In the plot above, we see two periods detected. Every diagonal cell scores 0 because the distributions are perfectly aligned. The whiter the cell, the more dissimilar two time steps are.
Detecting periods from frequencies
Period detector directly works on the frequency distribution of one or more field to produce a matrix representing distances between the composition of the dataset for every pair of different time steps. For example, indexed by years.
For each year, the method computes a vector with the distribution of term frequencies in that year. Then, it constructs a matrix of the cosine distances between the distributions for each pair of years, corresponding to 1 minus the cosine between their vectors.
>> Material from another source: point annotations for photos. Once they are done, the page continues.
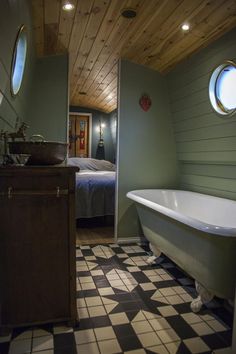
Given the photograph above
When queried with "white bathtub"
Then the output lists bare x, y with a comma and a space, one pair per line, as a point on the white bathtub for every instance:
197, 231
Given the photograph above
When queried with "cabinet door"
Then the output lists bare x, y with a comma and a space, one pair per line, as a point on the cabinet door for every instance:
34, 258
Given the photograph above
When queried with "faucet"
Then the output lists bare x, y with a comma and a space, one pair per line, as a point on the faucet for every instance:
20, 133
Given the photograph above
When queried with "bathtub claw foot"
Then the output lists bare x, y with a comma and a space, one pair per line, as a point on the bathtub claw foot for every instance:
203, 298
196, 304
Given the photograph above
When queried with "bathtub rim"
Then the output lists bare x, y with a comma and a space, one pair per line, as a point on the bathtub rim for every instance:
187, 220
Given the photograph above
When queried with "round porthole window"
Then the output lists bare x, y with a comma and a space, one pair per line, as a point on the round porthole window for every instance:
222, 88
18, 60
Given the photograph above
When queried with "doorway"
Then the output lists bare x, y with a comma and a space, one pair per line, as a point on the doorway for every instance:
80, 134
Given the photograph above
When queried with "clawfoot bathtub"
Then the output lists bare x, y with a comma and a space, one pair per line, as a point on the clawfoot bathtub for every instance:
196, 231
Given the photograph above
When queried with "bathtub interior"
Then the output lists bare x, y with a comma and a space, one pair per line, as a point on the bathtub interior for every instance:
206, 209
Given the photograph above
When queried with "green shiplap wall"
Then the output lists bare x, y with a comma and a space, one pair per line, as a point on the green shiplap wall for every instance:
205, 141
13, 14
146, 149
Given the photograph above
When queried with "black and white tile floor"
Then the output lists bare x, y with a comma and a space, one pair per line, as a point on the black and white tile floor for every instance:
128, 306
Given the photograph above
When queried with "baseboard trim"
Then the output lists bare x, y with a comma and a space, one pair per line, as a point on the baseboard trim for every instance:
123, 240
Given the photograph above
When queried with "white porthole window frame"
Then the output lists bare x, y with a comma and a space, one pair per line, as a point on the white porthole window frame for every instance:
216, 103
16, 88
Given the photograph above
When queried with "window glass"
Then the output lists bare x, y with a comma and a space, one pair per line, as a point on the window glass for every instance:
226, 87
18, 63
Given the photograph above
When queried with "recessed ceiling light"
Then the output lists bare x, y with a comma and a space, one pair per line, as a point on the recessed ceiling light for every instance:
68, 6
128, 13
185, 26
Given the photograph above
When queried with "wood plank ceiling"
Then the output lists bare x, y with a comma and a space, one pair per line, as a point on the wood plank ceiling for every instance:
96, 35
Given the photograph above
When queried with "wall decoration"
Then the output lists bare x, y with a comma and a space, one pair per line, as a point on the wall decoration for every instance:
145, 102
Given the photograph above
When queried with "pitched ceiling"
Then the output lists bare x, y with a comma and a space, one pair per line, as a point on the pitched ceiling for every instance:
96, 36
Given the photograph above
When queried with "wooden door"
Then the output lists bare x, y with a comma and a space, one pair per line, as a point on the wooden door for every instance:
34, 247
79, 135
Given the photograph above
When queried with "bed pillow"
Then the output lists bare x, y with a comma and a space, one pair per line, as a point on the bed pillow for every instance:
90, 164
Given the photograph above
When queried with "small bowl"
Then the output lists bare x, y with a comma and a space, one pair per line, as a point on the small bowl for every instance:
19, 159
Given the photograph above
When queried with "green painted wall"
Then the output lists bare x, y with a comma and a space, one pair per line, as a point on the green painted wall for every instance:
48, 106
146, 148
206, 141
12, 15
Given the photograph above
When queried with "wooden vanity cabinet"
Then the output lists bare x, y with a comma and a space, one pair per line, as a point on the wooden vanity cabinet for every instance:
37, 245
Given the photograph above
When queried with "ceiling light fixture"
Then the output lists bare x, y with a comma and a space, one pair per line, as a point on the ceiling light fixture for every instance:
128, 13
68, 6
185, 26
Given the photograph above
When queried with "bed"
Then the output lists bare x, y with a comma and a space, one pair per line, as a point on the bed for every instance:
95, 187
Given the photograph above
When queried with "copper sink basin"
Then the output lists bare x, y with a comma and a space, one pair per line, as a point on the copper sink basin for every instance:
41, 152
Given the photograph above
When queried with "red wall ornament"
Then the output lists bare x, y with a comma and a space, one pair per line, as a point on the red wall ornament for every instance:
145, 102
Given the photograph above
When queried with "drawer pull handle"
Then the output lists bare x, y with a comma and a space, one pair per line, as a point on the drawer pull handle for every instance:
9, 192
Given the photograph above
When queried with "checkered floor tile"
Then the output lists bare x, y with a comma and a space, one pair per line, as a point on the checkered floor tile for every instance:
128, 306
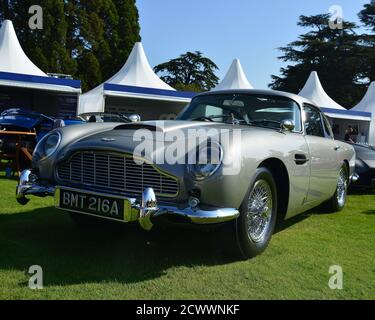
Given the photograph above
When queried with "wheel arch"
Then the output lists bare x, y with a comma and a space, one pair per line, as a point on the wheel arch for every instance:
281, 176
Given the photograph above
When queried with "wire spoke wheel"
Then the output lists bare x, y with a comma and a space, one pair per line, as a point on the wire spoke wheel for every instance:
259, 213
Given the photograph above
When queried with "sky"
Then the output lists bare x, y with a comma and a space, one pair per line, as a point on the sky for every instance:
227, 29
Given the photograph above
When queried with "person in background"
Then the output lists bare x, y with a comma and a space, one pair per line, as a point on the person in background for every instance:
349, 135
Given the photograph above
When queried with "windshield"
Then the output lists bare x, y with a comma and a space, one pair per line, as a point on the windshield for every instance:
259, 110
104, 117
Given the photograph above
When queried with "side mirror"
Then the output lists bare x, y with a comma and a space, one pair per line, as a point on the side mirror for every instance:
134, 118
287, 125
58, 123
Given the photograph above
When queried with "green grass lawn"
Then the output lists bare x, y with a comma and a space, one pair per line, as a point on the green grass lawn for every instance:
127, 263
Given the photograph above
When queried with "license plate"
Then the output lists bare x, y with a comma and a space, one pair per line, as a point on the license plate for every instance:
91, 203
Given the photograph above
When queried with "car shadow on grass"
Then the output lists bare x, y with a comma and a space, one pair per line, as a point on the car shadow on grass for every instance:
69, 254
369, 212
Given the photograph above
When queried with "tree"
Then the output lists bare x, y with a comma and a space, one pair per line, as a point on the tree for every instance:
334, 53
190, 71
367, 17
4, 9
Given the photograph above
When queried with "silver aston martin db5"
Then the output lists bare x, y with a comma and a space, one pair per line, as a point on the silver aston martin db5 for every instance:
241, 158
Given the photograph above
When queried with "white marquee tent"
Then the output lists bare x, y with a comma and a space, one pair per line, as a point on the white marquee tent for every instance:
341, 117
21, 79
235, 78
136, 89
368, 105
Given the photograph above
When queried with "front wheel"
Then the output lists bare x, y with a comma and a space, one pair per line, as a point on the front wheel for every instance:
338, 201
258, 213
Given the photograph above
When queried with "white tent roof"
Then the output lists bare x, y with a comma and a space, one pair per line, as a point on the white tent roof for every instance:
368, 102
12, 58
136, 72
314, 91
235, 78
17, 70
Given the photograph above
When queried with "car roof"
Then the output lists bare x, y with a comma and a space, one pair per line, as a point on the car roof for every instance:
274, 93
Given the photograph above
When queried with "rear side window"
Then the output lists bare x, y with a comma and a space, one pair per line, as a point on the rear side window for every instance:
327, 127
313, 122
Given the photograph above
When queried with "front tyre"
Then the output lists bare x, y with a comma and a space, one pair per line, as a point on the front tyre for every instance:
258, 213
338, 201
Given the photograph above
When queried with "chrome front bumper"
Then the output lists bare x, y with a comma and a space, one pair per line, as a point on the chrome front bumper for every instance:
146, 208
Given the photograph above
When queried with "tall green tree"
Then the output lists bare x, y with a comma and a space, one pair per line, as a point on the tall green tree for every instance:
4, 9
335, 53
190, 71
367, 17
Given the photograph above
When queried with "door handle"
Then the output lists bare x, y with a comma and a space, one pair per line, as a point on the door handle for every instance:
301, 159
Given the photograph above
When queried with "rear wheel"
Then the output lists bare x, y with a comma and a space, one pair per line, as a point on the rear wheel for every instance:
256, 223
338, 201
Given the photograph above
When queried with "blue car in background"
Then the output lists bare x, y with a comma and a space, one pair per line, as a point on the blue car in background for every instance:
22, 120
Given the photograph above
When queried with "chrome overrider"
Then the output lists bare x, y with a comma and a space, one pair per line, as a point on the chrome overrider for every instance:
147, 208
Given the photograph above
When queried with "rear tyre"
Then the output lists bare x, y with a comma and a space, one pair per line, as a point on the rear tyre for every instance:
338, 201
258, 213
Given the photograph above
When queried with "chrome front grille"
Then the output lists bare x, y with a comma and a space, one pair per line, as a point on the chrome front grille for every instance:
116, 173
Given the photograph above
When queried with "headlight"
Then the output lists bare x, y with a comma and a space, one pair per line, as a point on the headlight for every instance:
208, 160
47, 146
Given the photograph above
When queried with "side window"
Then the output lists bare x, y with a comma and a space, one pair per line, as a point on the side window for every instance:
313, 122
213, 111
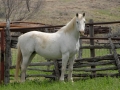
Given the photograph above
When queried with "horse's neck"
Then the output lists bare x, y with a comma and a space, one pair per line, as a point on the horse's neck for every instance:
70, 29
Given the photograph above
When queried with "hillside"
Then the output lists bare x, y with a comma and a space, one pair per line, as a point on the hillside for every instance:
61, 11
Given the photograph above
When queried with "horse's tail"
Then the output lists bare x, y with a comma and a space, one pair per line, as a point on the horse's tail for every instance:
19, 59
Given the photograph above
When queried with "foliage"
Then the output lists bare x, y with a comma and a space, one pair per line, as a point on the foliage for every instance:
106, 83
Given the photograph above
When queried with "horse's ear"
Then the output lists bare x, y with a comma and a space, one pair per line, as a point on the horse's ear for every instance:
83, 14
76, 14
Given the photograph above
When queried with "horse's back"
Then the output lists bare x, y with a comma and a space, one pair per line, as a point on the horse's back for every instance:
45, 44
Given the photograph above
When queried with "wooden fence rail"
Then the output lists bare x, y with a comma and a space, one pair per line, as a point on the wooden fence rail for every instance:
93, 66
It then places a fixed number of cut points along the years, producing periods, by finding the partition that minimizes the sum – over all periods – of the sum of the cosine distances between all pairs of years within each period. If the number of periods is not provided, then an optimal number is chosen according to the statistical criterion of (Tibshirani et al., 2001).
Field
This parameter defines the fields from which to construct the frequency vector distributions at each time step.
Enter the number of periods you which to detect
This parameter defines the number of periods in which to partition the data. If set to 0 (zero), the number of periods will be automatically estimated.
Top items
This parameter restrains the computation to the N most frequent items from the selected field or fields. This may be useful as the distributions from some of the different fields may be too noisy in their lower frequencies, which would affect the distances.
What to do next?
Beyond reflecting on the matrix and the periods detected in your studies, you may want to take these results to Period Slicer and separate your dataset into custom periods.
Reference
Robert Tibshirani, Guenther Walther and Trevor Hastie, Estimating the number of clusters in a data set via the gap statistic, J.R. Statist. Soc. B (2001), 63, Part 2, pp. 411-423 (online).